More important, the answer may define the progress of the country's ongoing economic transformation toward less investment-fueled and more consumption-led growth.
Liu Chuanzhi, a famous Chinese entrepreneur, raised such a "sharp" question for Finance Minister Lou Jiwei at the China Development Forum held in Beijing on Sunday.
As a successful businessman who co-founded Lenovo, the world's largest PC maker and seller, Liu's concern about the long-term growth gap between the public coffers and the people's purchasing power must be widely shared among domestic and foreign enterprises eager to see domestic demand released.
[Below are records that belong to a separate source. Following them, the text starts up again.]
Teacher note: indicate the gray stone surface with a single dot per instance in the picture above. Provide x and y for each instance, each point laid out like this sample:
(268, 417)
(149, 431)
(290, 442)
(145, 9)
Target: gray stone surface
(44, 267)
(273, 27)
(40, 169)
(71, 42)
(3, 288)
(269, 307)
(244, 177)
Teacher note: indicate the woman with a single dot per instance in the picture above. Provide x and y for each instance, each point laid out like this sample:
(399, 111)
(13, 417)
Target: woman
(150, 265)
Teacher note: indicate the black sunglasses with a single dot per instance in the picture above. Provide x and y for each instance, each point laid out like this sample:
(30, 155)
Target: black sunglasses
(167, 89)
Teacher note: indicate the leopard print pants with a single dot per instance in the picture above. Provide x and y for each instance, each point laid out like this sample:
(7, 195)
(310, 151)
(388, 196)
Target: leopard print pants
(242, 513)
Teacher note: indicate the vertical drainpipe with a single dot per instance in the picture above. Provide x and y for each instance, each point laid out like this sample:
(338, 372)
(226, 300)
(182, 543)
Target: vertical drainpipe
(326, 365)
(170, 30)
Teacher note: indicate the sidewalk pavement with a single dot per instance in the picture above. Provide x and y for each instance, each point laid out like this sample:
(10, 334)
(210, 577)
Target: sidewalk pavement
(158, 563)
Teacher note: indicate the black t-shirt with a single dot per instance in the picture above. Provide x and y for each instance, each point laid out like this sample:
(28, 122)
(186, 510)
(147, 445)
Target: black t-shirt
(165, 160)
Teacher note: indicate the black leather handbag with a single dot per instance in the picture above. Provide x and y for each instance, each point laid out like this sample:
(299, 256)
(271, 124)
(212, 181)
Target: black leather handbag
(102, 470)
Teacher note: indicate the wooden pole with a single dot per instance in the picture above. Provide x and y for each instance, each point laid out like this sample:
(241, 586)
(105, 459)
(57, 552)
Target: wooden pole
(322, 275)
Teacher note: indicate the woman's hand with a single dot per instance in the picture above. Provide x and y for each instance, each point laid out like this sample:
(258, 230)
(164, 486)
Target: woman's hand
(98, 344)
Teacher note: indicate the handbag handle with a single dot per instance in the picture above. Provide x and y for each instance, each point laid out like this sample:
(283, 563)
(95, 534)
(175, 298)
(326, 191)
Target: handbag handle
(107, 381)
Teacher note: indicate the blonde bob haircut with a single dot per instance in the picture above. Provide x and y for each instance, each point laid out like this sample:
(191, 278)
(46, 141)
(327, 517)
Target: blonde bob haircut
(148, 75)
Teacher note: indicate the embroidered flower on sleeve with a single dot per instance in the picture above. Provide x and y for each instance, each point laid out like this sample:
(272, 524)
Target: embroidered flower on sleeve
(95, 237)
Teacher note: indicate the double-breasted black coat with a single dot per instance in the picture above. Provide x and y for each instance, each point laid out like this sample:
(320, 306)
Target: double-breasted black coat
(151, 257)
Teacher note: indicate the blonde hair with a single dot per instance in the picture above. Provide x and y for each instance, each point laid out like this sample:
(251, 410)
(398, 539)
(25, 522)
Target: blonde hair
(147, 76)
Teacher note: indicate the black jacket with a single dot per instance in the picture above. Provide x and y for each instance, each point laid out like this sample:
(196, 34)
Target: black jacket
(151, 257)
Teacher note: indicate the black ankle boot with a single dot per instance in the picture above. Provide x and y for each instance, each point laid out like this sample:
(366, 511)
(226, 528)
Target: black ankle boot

Statistics show that Chinese families' average income increased by around 7.5 percent annually between 1978 and 2012. That is remarkable. But even more remarkable the country's fiscal revenues soared by more than 100 times to 11.7 trillion yuan ($1.9 trillion) in 2012, up 14.6 percent annually.
The growing tax burden has obviously added to the difficulties facing policymakers in trying to persuade domestic consumers to loosen their purse strings.
However, the technical answer that the finance minister offered shed some light on the puzzling long-term gap between the growth in income and the growth in tax.
Because most taxes are indirect ones based on the level of present prices, it is natural that tax revenues increased faster than the overall economy during the years of double-digit growth. With inflation slowing and the producer price index continuing to fall month-on-month between January and February, it is unlikely now that fiscal revenue will outgrow both GDP and income levels.
In other words, a cyclical deceleration in tax growth may automatically narrow the growth gap between fiscal revenues and families' incomes.
However, such a passive response is far from enough to effectively boost domestic consumption at a time when slowing investment and export growth are putting a drag on the country's growth momentum.
Admittedly, the finance minister has to worry about the government's fiscal preparation for the rapid aging of the world's largest population.
Yet, to make consumption-led growth a sustainable engine, Chinese policymakers need to drastically tilt the distribution of national wealth in favor of domestic consumers by cutting direct and indirect taxes.